The term “mateřské centrum” (mother center) seemed sexist to me when I heard it; however, when I actually visited my first Czech mothers’ centre in Prague’s Malešice neighborhood, I was struck by how appropriate (if still sexist) the label was at that moment. When I entered the center, housed in a section of a Czech state preschool, I found a group of mothers and children seated in a circle around one mother-teacher who lead the class in English songs accompanied by her guitar. It was the perfect hippy-bohemian dream, mothers in tights and woolen sweaters sipping on tea and coffee while small children shouted out English rhymes. It was mid-afternoon and not a father in sight, which made sense considering the Czech Republic’s then 3-year standard maternity leave.
At that time, I’d been living in Prague as a mother for only a few months, but it’d taken me most of the long Prague winter before I’d gotten up my nerve to check out a course I’d seen on the internet called anglická herna (English playgroup). Even though the course was called an “English playgroup” I didn’t know if the other children would be bilingual like Anna or if any of the mothers would speak English. Finally, I met a Czech mother at a baby swimming class who attended the English playgroup and she convinced me to meet her there the following week.
Taking our place in a circle, we all joined the others in singing and listening to familiar children’s songs. Anna and I mixed up the words since most of the versions used the British text, but we just laughed and kept on singing. After the class Anna raced with the other children while my friend introduced me to the center’s founder and director who’d led the English playgroup that day.
After a few minutes of chatting about our personal backgrounds, we found we were both a part of a mixed cultural marriage. The conversation came around to teaching English and I volunteered that I’d taught TEFL in Prague for two years. Before I knew it I had agreed to teach two courses of English for mothers on maternity leave in the upcoming semester. I hadn’t come to the center looking for a job, but I was interested in finding more ways to actively fit into the Czech community. I also wanted to find other bilingual families who might understand the challenges and the pleasures of settling a family here. I left the center thrilled at the chance to meet new Czech friends and the idea of practicing my teaching skills once again.
In addition to teaching the English courses, during which Anna played with the other children under the watchful eye of a babysitter, we also started going to a kid’s music class and we tried to keep up with the English playgroup. Through friends I also learned about a two other mother centers in neighboring districts and we made frequent visits to try out different courses and make broader connections.
Since the first mother center was started in the Czech Republic in 1992, these grass-roots centers have spread rapidly throughout the Czech community. Initially modeled on the German mother center concept, the Czech mother center quickly adapted its own identity, offering a community network for mothers who shared common ideals of child raising and strengthening family ties in the post-Communist era.
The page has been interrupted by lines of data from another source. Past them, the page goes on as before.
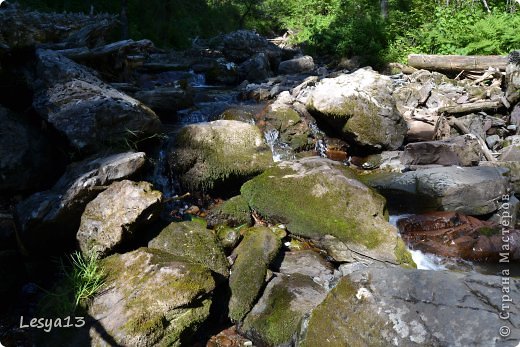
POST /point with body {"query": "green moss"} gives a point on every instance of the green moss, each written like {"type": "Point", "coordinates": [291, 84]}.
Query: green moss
{"type": "Point", "coordinates": [313, 205]}
{"type": "Point", "coordinates": [403, 256]}
{"type": "Point", "coordinates": [254, 254]}
{"type": "Point", "coordinates": [194, 242]}
{"type": "Point", "coordinates": [344, 318]}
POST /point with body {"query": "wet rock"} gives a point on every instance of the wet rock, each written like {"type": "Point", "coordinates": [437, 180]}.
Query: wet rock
{"type": "Point", "coordinates": [253, 256]}
{"type": "Point", "coordinates": [25, 155]}
{"type": "Point", "coordinates": [207, 155]}
{"type": "Point", "coordinates": [152, 298]}
{"type": "Point", "coordinates": [384, 306]}
{"type": "Point", "coordinates": [243, 44]}
{"type": "Point", "coordinates": [470, 190]}
{"type": "Point", "coordinates": [255, 69]}
{"type": "Point", "coordinates": [461, 150]}
{"type": "Point", "coordinates": [114, 217]}
{"type": "Point", "coordinates": [166, 101]}
{"type": "Point", "coordinates": [91, 114]}
{"type": "Point", "coordinates": [276, 318]}
{"type": "Point", "coordinates": [452, 234]}
{"type": "Point", "coordinates": [233, 212]}
{"type": "Point", "coordinates": [295, 193]}
{"type": "Point", "coordinates": [52, 217]}
{"type": "Point", "coordinates": [192, 241]}
{"type": "Point", "coordinates": [296, 65]}
{"type": "Point", "coordinates": [361, 105]}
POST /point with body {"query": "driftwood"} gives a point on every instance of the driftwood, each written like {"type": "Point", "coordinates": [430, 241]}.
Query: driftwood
{"type": "Point", "coordinates": [487, 153]}
{"type": "Point", "coordinates": [472, 107]}
{"type": "Point", "coordinates": [455, 63]}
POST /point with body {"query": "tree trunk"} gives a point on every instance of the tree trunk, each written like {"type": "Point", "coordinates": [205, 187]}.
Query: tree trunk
{"type": "Point", "coordinates": [124, 19]}
{"type": "Point", "coordinates": [455, 63]}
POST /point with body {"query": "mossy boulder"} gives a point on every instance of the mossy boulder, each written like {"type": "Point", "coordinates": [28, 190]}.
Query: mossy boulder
{"type": "Point", "coordinates": [208, 155]}
{"type": "Point", "coordinates": [194, 242]}
{"type": "Point", "coordinates": [316, 197]}
{"type": "Point", "coordinates": [233, 212]}
{"type": "Point", "coordinates": [151, 298]}
{"type": "Point", "coordinates": [253, 255]}
{"type": "Point", "coordinates": [361, 106]}
{"type": "Point", "coordinates": [115, 216]}
{"type": "Point", "coordinates": [387, 306]}
{"type": "Point", "coordinates": [277, 316]}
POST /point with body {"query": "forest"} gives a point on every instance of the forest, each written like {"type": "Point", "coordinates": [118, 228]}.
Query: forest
{"type": "Point", "coordinates": [378, 30]}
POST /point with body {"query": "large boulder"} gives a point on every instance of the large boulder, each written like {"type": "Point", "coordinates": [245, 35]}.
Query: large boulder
{"type": "Point", "coordinates": [91, 114]}
{"type": "Point", "coordinates": [24, 155]}
{"type": "Point", "coordinates": [360, 106]}
{"type": "Point", "coordinates": [317, 198]}
{"type": "Point", "coordinates": [253, 256]}
{"type": "Point", "coordinates": [152, 298]}
{"type": "Point", "coordinates": [194, 242]}
{"type": "Point", "coordinates": [206, 155]}
{"type": "Point", "coordinates": [52, 217]}
{"type": "Point", "coordinates": [296, 65]}
{"type": "Point", "coordinates": [243, 44]}
{"type": "Point", "coordinates": [391, 306]}
{"type": "Point", "coordinates": [114, 217]}
{"type": "Point", "coordinates": [470, 190]}
{"type": "Point", "coordinates": [461, 150]}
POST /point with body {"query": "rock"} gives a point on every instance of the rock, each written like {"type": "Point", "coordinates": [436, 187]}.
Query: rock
{"type": "Point", "coordinates": [243, 44]}
{"type": "Point", "coordinates": [361, 105]}
{"type": "Point", "coordinates": [315, 197]}
{"type": "Point", "coordinates": [469, 190]}
{"type": "Point", "coordinates": [192, 241]}
{"type": "Point", "coordinates": [492, 140]}
{"type": "Point", "coordinates": [233, 213]}
{"type": "Point", "coordinates": [91, 114]}
{"type": "Point", "coordinates": [255, 69]}
{"type": "Point", "coordinates": [452, 234]}
{"type": "Point", "coordinates": [12, 271]}
{"type": "Point", "coordinates": [512, 166]}
{"type": "Point", "coordinates": [23, 29]}
{"type": "Point", "coordinates": [296, 65]}
{"type": "Point", "coordinates": [253, 255]}
{"type": "Point", "coordinates": [152, 298]}
{"type": "Point", "coordinates": [114, 217]}
{"type": "Point", "coordinates": [277, 316]}
{"type": "Point", "coordinates": [308, 263]}
{"type": "Point", "coordinates": [206, 155]}
{"type": "Point", "coordinates": [25, 155]}
{"type": "Point", "coordinates": [52, 217]}
{"type": "Point", "coordinates": [461, 150]}
{"type": "Point", "coordinates": [167, 100]}
{"type": "Point", "coordinates": [387, 306]}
Today mother centers across the country offer regular activity courses for children, family counseling, and special integration programs for mothers on maternity leave, including career counseling, computer and language training. Without the competition prevalent in a larger city, many of the centers in smaller villages play a critical role in providing mothers and fathers with community support systems that didn’t exist under the Communist rule. In recent years, the concept of a “rodinné centrum” (family center) has also taken hold, with special course offerings and sports activities just for fathers. Weekend courses, weekend family retreats and week-long summer camps are becoming increasingly popular ways to integrate the activities of the community center with family life.
When we moved from our Žižkov neighborhood to a village on the outskirts of Prague, one of my main laments was losing our mother centers filled with familiar faces and their array of interesting opportunities for toddlers to school-age children. However, there are some mother centers in our nearby villages too. With Anna now in preschool, Oliver and I have signed up for an exercise course and an arts and crafts class at a family center in the next village. Our first class starts in October, and we’re both eagerly awaiting the new faces we’ll meet.